Credit Suisse is pulling the plug on an investment product that just got wiped out with the stock market's drop
Stock Market1 min read

  • Credit Suisse is pulling the plug on the VelocityShares Daily Inverse VIX Short-Term ETN, or XIV, which had bet on lower volatility.
  • The exchange-traded note was popular last year amid the market's unprecedented calm.
  • Credit Suisse is the largest investor in the XIV.


Credit Suisse is pulling the plug on a popular investment product that had bet on lower volatility.

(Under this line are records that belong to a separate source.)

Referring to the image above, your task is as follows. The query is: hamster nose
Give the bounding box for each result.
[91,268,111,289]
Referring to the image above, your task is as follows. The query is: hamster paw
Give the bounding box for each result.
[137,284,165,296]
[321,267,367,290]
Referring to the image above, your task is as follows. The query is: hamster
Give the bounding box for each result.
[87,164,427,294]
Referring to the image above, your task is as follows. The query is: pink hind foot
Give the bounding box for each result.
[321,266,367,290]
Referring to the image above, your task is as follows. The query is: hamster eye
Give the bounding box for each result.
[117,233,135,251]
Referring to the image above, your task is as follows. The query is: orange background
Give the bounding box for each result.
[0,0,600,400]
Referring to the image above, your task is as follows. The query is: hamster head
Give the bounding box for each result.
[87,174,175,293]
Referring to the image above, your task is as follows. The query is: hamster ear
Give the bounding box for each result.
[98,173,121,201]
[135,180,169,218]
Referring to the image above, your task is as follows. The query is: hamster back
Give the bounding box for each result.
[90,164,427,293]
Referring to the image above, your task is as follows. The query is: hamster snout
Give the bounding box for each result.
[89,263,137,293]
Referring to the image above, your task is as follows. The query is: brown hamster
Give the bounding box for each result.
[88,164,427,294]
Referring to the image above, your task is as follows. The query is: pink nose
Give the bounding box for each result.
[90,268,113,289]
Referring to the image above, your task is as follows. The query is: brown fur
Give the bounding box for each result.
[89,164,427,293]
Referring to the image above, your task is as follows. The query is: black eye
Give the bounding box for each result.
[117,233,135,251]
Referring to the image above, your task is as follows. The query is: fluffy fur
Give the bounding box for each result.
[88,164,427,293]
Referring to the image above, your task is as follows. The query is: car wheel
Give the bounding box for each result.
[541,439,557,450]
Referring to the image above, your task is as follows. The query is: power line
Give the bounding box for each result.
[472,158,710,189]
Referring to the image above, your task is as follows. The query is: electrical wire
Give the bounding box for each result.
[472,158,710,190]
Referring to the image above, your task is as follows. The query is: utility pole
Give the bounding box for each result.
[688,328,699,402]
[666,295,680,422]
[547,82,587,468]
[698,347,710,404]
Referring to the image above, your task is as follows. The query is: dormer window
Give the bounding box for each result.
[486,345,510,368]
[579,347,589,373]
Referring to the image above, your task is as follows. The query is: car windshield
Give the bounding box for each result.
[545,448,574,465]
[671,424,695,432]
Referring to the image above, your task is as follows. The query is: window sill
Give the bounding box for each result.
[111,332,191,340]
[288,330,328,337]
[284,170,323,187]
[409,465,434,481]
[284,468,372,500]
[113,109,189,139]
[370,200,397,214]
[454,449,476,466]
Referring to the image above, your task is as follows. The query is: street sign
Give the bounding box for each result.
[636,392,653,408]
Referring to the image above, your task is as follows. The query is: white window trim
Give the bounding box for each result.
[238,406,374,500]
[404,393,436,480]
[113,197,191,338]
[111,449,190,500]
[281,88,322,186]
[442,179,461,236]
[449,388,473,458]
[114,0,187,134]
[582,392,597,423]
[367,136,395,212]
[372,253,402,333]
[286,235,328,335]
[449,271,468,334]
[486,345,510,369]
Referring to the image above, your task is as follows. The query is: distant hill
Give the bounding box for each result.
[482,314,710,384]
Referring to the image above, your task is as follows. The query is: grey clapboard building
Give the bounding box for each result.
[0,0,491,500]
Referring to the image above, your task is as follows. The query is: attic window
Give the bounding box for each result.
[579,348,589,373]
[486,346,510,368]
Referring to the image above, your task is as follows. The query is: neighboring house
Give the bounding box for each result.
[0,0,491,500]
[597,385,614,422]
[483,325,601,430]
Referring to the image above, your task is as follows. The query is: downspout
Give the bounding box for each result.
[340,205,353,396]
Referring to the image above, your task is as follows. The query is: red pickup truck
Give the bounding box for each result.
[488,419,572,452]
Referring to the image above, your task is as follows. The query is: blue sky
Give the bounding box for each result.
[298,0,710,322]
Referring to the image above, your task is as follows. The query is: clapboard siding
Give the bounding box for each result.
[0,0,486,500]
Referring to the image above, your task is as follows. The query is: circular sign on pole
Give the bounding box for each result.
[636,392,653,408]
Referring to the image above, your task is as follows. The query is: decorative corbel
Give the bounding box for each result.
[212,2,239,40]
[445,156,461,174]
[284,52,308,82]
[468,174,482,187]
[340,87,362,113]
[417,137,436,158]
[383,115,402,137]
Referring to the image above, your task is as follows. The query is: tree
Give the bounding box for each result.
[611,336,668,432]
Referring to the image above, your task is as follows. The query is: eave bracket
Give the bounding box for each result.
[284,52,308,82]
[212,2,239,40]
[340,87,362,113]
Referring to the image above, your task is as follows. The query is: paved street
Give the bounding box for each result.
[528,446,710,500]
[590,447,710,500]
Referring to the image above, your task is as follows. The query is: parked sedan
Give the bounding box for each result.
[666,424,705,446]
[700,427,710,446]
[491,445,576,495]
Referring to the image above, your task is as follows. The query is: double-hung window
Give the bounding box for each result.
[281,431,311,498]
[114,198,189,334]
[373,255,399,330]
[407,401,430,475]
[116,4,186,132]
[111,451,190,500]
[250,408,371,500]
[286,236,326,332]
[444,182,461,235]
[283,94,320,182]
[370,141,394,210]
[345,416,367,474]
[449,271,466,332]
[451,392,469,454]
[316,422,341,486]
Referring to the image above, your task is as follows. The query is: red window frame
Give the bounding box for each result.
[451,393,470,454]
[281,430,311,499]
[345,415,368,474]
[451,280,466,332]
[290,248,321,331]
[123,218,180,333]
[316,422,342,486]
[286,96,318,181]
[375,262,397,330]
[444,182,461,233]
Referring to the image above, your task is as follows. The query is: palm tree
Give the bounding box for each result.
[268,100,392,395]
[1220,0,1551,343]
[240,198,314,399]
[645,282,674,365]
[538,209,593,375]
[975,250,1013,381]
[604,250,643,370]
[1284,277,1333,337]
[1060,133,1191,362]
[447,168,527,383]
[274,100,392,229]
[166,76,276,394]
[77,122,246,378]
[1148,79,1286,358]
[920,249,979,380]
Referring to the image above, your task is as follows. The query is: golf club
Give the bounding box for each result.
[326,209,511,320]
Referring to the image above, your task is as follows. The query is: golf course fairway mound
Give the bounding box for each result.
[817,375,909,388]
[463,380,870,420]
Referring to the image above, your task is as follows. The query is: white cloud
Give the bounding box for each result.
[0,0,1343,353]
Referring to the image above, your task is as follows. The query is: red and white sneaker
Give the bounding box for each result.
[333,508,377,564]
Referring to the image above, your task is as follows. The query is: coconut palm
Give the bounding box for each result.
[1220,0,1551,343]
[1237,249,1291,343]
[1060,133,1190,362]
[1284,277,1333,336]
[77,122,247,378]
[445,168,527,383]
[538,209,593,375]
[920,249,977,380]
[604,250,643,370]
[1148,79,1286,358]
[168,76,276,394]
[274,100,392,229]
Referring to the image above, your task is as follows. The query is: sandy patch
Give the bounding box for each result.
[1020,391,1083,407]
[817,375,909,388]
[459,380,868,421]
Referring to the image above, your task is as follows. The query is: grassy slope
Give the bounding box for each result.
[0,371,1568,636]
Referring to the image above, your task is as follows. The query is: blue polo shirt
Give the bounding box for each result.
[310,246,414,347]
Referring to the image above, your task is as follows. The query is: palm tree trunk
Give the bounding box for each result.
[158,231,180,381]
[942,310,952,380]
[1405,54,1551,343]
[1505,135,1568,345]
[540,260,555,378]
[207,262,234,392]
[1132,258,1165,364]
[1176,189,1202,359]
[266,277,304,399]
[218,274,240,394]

The bank said Tuesday that it saw an "irrevocable call notice" on the VelocityShares Daily Inverse VIX Short-Term ETN, or XIV, in which it was the largest investor.

The exchange-traded note is designed to return the inverse performance of CBOE's volatility index, which saw its largest increase on record Monday amid a 4% plunge in stocks.

The firm will no longer issue new units of the exchange-traded notes, and expects that its last day of trading for XIV will be on February 20. The following day, investors will get a cash payment per ETN equal to XIV's value, Credit Suisse said.

On Monday, the note, along with the ProShares Short VIX Short-Term Futures ETF(SVXY) wiped out nearly $3 billion, according to Macro Risk Advisors. Both had profited from the market's calm in 2017.